- Born: 17 January 1911 Cobalt, Ontario
- Died: 4 August 1975 (aged 64) Lake Rosseau, Ontario
- Spouse: Phyllis Adelaide Cowie ​ ​(m. 1941)​

= Neil J. McKinnon =

Canadian banker (1911–1975)

Neil John McKinnon (17 January 1911 – 4 August 1975) was a Canadian banker who served as president and chairman of the Canadian Bank of Commerce, and president and chairman of the Canadian Imperial Bank of Commerce. McKinnon joined the Bank of Commerce in 1925 in Cobalt, Ontario at age 14. In 1945 he was posted to the bank's head office in Toronto as assistant general manager. In 1952 he was appointed general manager, and in 1954 was appointed a vice-president and elected a director. In 1956 he was appointed president, and in 1959 was elected chairman of the board. When the Bank of Commerce merged with the Imperial Bank of Canada on 1 June 1961, McKinnon became president of the new bank, and in 1963 he ceded the presidency to become chairman of the board. McKinnon retired as chairman in December 1973. He died on 4 August 1975 at age 64.

== Biography ==
Neil John McKinnon was born on 17 January 1911 in Cobalt, Ontario to Malcolm McKinnon and Selina Francis McCauley. He joined the Canadian Bank of Commerce in 1925 at age 14. In 1945 he was posted to the bank's head office in Toronto, where he became assistant general manager, and in 1952 he became general manager. Aged 41, McKinnon was the bank's youngest general manager since Sir Byron Edmund Walker assumed the position in 1886 at age 38. In December 1956, McKinnon succeeded James Stewart as the bank's president, and in 1959 succeeded Stewart as chairman.
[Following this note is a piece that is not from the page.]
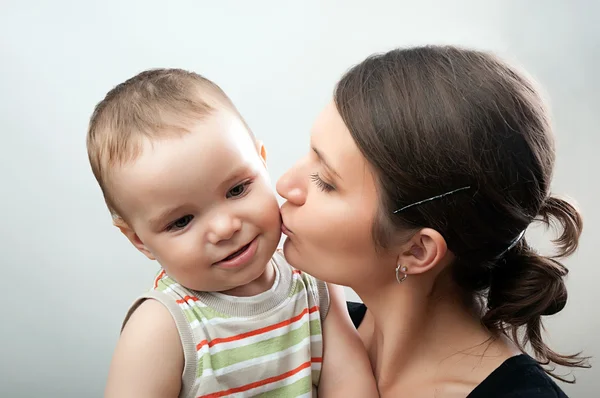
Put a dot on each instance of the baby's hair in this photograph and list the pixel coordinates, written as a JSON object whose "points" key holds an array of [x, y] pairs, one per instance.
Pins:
{"points": [[152, 105]]}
When the Canadian Bank of Commerce merged with the Imperial Bank of Canada on 1 June 1961, McKinnon became president and chief executive officer of the new bank, while Imperial's chairman Lindsay Stuart Mackersy became chairman of the board. On 23 May 1963, McKinnon succeeded Mackersey as chairman, while Page Wadsworth succeeded McKinnon as president. At the end of 1965 he relinquished the title of chief executive officer. McKinnon retired as chairman in December 1973.

McKinnon was a member of the Toronto Club, York Club, Rosedale Golf Club, Mount Royal Club, Rideau Club, and Links Club. He served also as a director of Canada Life, Brascan, Allied Chemical Canada, TransCanada Pipelines, Ford Motor Company of Canada, Campbell Soup Company, Honeywell, Conoco, Falconbridge, and MacMillan Bloedel. McKinnon was a member of the Presbyterian Church in Canada.

On 3 May 1941 at Grace Church on-the-Hill, McKinnon married Phyllis Adelaide Cowie (1918–1998). They had two children, Ian Neil (1946–2021) and Sheila. Neil died on 4 August 1975 of a heart attack while swimming at his cottage on Lake Rosseau. The funeral was held on 8 August at Grace Church on-the-Hill. He was interred in Mount Pleasant Cemetery.